Phone or Tracking Device?
Red Wolf writes "The first major commercial service that traces people's locations using their mobile phones -- mapAmobile -- is designed more to ease the minds of worried parents and suspicious bosses than to enable unauthorised spying."
I find the wording of the press release ironic.
;)
<paraphrase>
This device isn't really for spying, it's more to allow parents to spy
on their children, and employers to spy on their employees.
</paraphrase>
They of course fail to mention that if the technology were available, a judge
could easily grant a warrant to allow authorities to observe your
movements without notifying you.
In many ways this is worse than Orwellian, because at least in
Orwell's vision, you could still hide from the cameras or escape to
places that didn't have cameras on them. With this device if you had
it on (assuming it works as well as they claim (doubtful)) they could
pinpoint your location all the time. I guess you could just leave it
in your office while you went to play that round of golf and say you
were in a meeting.
Still this technology is simply a herald of more instrusive technology
to come. Move over Orwell, the future may be worse than you imagined.

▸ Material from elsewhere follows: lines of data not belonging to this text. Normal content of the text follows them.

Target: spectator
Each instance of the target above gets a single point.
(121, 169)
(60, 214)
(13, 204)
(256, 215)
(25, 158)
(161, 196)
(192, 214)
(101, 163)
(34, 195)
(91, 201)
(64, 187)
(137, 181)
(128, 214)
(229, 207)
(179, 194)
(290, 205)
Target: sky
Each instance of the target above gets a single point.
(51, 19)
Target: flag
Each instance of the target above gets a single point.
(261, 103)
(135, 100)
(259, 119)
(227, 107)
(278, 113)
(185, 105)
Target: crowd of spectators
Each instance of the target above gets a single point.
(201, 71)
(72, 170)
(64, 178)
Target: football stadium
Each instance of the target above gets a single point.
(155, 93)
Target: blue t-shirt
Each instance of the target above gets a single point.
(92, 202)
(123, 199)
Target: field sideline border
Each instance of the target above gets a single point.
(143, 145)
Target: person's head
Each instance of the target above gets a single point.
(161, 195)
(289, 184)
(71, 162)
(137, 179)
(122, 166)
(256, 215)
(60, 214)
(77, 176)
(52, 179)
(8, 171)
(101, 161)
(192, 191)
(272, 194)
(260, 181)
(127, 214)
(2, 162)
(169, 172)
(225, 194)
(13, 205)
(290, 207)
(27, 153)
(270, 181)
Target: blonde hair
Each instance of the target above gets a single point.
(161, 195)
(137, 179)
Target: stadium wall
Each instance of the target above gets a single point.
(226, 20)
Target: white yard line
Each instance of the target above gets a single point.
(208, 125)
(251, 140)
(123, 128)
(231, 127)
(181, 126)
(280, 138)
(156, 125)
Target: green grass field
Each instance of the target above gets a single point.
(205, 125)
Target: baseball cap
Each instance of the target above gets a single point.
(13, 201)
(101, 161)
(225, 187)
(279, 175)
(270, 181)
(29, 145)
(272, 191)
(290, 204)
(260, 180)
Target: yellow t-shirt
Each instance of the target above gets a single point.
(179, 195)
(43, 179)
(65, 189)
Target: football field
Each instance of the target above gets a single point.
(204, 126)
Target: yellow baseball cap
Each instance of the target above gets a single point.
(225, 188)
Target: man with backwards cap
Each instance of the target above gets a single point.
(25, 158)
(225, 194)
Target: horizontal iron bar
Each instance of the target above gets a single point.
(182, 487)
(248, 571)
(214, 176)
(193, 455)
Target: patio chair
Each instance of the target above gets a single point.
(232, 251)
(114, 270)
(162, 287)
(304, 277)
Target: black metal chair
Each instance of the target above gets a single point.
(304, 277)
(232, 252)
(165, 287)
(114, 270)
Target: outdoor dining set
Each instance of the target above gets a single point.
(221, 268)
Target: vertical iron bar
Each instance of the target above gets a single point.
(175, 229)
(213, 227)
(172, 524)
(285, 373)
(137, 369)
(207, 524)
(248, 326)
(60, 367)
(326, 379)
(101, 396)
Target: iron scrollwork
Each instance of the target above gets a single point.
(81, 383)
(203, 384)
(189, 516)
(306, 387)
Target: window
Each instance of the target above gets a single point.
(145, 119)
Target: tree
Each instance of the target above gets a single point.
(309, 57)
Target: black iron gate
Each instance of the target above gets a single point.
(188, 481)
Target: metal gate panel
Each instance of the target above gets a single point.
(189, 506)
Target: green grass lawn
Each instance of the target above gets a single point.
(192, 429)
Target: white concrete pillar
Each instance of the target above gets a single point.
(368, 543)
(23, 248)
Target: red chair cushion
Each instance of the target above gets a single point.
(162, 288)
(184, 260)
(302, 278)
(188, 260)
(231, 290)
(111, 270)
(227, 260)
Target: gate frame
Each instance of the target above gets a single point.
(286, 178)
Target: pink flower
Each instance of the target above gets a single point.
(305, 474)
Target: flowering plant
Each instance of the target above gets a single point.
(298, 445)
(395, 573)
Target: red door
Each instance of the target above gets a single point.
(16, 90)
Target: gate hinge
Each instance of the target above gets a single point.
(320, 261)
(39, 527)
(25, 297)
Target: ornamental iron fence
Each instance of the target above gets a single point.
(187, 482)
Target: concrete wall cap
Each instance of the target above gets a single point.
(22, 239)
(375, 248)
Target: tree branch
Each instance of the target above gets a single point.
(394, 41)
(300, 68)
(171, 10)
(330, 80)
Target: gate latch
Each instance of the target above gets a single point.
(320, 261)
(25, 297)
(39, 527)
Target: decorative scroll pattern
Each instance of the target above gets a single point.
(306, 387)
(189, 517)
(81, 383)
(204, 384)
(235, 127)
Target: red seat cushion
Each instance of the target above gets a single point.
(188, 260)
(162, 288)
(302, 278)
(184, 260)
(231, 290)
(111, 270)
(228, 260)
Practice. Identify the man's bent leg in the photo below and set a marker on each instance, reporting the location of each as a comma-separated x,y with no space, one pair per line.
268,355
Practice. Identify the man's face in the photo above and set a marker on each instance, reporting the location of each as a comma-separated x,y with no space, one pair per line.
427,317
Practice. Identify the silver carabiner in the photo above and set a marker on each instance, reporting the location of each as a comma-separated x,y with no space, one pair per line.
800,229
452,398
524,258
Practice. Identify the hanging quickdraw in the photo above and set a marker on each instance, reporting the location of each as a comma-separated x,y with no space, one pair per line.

As someone said in an earlier story, doubleplusungood.
Doug Tolton
"The destruction of a value which is, will not bring value to that which isn't." -John Galt
is designed more to ease the minds of worried parents and suspicious bosses than to enable unauthorised spying."
/., we say it's alright to use the Xbox as a home PC even though that's not what it was designed for. For that very reason alone, I am 100% sure that this will be used to infringe on at least one person's privacy.
And Kazaa is really just designed to transfer information back and forth. It's not Sharman Network's fault that it gets used to infringe on an incredible number of copyrights.
Let's face it, just because it was designed to ease parents and bosses, that's no guarantee whatsoever that they will not be used to violate one's civil liberties. RFIDs are designed to help stores keep inventory and make checkouts easier, but they can be easily abused to "see" what someone is wearing on his person.
We champion the right to use products in nonstandard ways all the time here at
And I think to myself, what a wonderful world.
AT&T Wireless has had this for quite some time. It's called find-a-friend, and it lets you locate and be located by other AT&T GSM customers that you specify. I do have a GSM/GPRS phone with AT&T and I've read a little about the feature, but never used it.